No one can begrudge a candidate’s reelection spin here and there, but Biden might make his problems worse with this one. The state of the economy is not a multiple-choice question for most people, nor is it an academic one. They know when the cost of everyday staples is putting their checkbook in a precarious balance. “The people are wrong” isn’t going to cut it.
For example, last month Bloomberg released an economic survey that found that “when it came to handling the cost of everyday goods and services, voters trusted Republican frontrunner Donald Trump over Biden by a margin of 12 percentage points. The gap was even wider for independents, whose votes are crucial to clinching an election.” Trump was also trusted over Biden on the general economy as well as specific aspects of the issue, such as taxes and investment.

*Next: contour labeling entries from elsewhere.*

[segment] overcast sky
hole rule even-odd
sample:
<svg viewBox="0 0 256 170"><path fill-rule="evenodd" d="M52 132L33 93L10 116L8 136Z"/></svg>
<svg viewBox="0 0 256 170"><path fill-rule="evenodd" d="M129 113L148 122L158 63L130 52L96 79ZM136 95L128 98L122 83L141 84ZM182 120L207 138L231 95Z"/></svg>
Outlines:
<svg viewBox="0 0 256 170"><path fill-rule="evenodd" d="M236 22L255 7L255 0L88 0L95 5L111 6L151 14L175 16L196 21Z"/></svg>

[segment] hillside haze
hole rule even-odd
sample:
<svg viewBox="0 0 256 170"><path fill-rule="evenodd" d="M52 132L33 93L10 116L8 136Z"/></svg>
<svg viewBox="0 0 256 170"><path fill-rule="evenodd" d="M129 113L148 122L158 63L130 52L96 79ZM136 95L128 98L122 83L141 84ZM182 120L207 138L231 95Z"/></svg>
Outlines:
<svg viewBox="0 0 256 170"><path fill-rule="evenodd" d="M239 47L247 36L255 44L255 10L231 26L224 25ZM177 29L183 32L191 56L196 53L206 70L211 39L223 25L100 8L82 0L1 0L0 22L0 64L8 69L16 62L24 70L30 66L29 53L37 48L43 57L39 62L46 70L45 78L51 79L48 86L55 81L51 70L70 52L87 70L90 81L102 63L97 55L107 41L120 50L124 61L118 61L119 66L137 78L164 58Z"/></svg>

The results were brutal for Biden despite the fact that “recent economic data shows strength, with a solid labor market and resilient consumers fueling factories and company spending.”
Put simply, voters are looking at prices and they don’t like what they see. One reason for that is the class divide on prices. Polls consistently show an unsurprising trend: the lower the annual income, the more likely voters tend to be to say they are burdened by everyday costs. As William Galston has noted, education levels are a reliable proxy for those cost concerns, and “people who feel the impact of inflation most are also those who cast critical swing votes in the last two presidential elections, where a wide education gap has opened up between the two parties.” Because of the Electoral College, losing those swing state voters cannot be offset by running up the score in California or New York.
Crime is a similar story. Heading into the midterms, perceptions of crime were seen as a key issue for voters. That bothered the president’s defenders in the press, a good example of which was this post-midterms ABC News report complaining that voters had been scared into caring about crime “despite reports from the Bureau of Justice Statistics that show no significant increase in the U.S. violent crime rate.” ABC’s frustration was palpable, insisting that “Americans’ poor perception of crime has been seen in many elections before it.”
Or it could be that ignoring specific crime spikes because other types of crime remain steady isn’t how most people view threats to their safety. Carjacking has become such a problem in Washington DC that police have offered tips on how to avoid becoming a victim of auto theft. My favorite: “Drive in the center lane to make it harder for potential carjackers to approach the car.” Sure, all those three-lane residential streets in DC.
Earlier this week carjackers attempted to break into a Secret Service car while the agents were nearby protecting Joe Biden’s granddaughter. One agent even fired his gun at the would-be thieves. Last month, Rep. Henry Cuellar was carjacked outside a residential building that is home, reportedly, to dozens of members of Congress.
Nor is it only car theft. Today, a man was sentenced for assaulting Rep. Angie Craig in the elevator of her building earlier this year. Prosecutors cited the man’s dozen previous convictions in pushing for prison time.
It should be easy, then, to understand why telling voters not to believe their lying eyes is a poor electoral strategy. Biden has the misfortune of facing two issues on which voters tend to be unforgiving. If he’s not careful, it’ll be a perfect storm—no matter how often he and his allies tell people they don’t need that umbrella.